Há mais de 20 anos que Hortênsia Rente vende cerejas na EN102. «Fui a primeira cá da terra a vir vendê-las para a estrada», afiança a produtora, que desde então passa grande parte dos meses de Maio e Junho debaixo do guarda-sol à espera de clientela. Vende uns 2.000 quilos por ano.
Em Freches (Trancoso), são dezenas os produtores que, tal como Hortênsia Rente, escoam o seu produto nas bermas da estrada nacional. Agora que a concessão Douro Interior está em construção, surgem os receios: «Vai estragar o negócio a muita gente. O melhor era fazer-se uma cooperativa», sugere Hortênsia Rente. Aos 62 anos, a produtora confessa que só já pensa na reforma, mas garante que a construção da auto-estrada vai complicar a vida aos produtores de cereja: «É que passa aqui muita gente», constata. Hortênsia Rente refere que o negócio já teve melhores dias, mas que «ainda se vai vendendo», principalmente ao fim-de-semana e à sexta-feira, dia de feira em Trancoso. «Ninguém está contra a auto-estrada, mas tenho pena que o negócio acabe, até porque fui eu que comecei isto», afirma, lembrando os tempos em que vendeu as primeiras cerejas «por brincadeira». Tudo começou por acaso, quando foi ao seu terreno – junto à estrada, perto da sua banca – preparar umas caixas de cereja para levar para a feira. «Houve umas pessoas que pararam e compraram», recorda.

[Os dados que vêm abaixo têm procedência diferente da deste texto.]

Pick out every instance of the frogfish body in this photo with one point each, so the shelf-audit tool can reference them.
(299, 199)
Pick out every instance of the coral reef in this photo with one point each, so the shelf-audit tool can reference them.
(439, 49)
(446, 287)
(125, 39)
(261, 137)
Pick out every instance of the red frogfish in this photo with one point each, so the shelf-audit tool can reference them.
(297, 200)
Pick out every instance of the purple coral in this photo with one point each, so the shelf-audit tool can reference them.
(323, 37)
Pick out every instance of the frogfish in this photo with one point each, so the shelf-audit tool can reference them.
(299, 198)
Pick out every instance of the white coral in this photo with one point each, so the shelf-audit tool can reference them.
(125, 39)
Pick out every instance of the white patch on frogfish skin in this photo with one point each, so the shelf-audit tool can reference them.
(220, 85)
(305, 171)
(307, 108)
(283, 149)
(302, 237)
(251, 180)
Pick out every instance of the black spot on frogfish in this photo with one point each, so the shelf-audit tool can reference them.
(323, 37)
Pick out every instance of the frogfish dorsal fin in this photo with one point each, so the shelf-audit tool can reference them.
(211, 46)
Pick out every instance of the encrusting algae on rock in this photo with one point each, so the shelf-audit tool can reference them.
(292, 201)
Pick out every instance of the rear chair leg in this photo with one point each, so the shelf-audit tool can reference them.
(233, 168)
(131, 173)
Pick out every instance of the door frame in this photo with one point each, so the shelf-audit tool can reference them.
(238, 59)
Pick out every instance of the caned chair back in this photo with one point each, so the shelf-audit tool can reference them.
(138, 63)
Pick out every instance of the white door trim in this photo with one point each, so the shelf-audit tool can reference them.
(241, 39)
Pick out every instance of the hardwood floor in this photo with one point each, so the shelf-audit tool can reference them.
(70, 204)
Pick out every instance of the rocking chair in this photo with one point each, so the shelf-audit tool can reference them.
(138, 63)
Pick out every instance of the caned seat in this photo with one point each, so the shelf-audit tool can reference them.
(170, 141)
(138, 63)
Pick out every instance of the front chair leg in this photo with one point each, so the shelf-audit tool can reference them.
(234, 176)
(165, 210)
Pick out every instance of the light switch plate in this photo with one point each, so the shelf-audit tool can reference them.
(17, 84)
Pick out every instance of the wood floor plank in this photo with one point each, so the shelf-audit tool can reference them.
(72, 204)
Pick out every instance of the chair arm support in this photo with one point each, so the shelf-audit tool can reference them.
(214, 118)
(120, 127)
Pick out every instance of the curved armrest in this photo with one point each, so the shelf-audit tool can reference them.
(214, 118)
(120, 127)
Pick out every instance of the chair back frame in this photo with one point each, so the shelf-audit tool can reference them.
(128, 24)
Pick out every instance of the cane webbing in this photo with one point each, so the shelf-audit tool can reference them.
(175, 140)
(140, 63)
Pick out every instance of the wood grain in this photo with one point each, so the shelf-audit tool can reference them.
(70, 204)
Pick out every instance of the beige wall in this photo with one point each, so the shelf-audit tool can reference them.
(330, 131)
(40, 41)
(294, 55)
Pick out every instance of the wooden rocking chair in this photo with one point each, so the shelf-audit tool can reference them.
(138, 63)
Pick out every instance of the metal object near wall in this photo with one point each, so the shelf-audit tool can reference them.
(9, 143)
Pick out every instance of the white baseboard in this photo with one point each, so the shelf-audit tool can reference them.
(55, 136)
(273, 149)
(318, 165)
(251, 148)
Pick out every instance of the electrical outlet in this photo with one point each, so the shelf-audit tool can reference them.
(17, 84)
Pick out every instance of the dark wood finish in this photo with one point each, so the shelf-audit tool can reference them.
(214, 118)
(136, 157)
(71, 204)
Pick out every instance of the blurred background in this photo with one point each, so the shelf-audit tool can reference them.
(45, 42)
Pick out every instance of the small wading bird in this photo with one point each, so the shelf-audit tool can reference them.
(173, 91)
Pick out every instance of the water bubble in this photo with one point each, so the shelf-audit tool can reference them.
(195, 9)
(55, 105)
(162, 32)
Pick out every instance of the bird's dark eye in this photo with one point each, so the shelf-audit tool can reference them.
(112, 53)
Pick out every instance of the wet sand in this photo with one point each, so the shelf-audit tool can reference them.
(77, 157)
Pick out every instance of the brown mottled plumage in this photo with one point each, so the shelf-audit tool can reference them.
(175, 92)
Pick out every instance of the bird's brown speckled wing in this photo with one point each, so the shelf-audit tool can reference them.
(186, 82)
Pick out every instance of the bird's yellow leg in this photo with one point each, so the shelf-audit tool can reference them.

«Quando comecei havia pouca cereja e as pessoas de Freches até falaram mal de mim, a dizer que me portava mal na estrada, mas agora toda a gente quer vender e há muita», recorda. Os preços praticados na estrada vão variando entre os 2 e os 4 euros, dependendo da qualidade e tamanho. Hortênsia Rente vende no mesmo sítio desde que começou: a sua banca é a primeira que os automobilistas encontram no sentido Celorico-Trancoso, do lado direito. Na EN102, «ninguém rouba os lugares dos outros», assegura. Mais acima, do outro lado da estrada, está Emília Cruz, que vem «dia sim dia não» há quatro anos. O negócio vai «mais ou menos», adianta a vendedora, também ela preocupada com o IP2: «Vai-nos afectar porque o trânsito vai ser desviado. Não sabemos o que vamos fazer», diz Emília Cruz, que vive da agricultura. «Há tanta gente que plantou árvores novas e depois vai ser um problema, pois não sabemos onde meter a fruta», antevê, concordando que a criação de uma cooperativa será a melhor solução.
Ali perto está Agostinho Santos, que trabalha na construção civil e só vem às sextas, sábados e domingos: «São os dias melhores. Durante a semana o negócio é fraco», refere. Consegue vender uns mil quilos por ano, afiança. Mas é outro dos produtores de Freches que está apreensivo com o futuro: «Preocupa-me bastante a auto-estrada, uma vez que o negócio da cereja vai acabar. Se se vender, será muito pouco», prevê. Já Vítor Silva sabe bem como a construção de novas vias afecta o negócio. É da Faia (Guarda) e antes vendia na Nacional16, a estrada que desce em direcção ao Vale do Mondego: «Com o IP 5, deixaram de passar carros e então venho para aqui, onde circulam mais», explica. «No Mondego não há quem as compre», lamenta-se. Diz que vem «de vez em quando» para Freches, principalmente ao fim-de-semana, quando vende «um bocadinho melhor». Para já, prefere não pensar muito no futuro: «Olhe, vamos vendendo enquanto pudermos e depois logo se vê».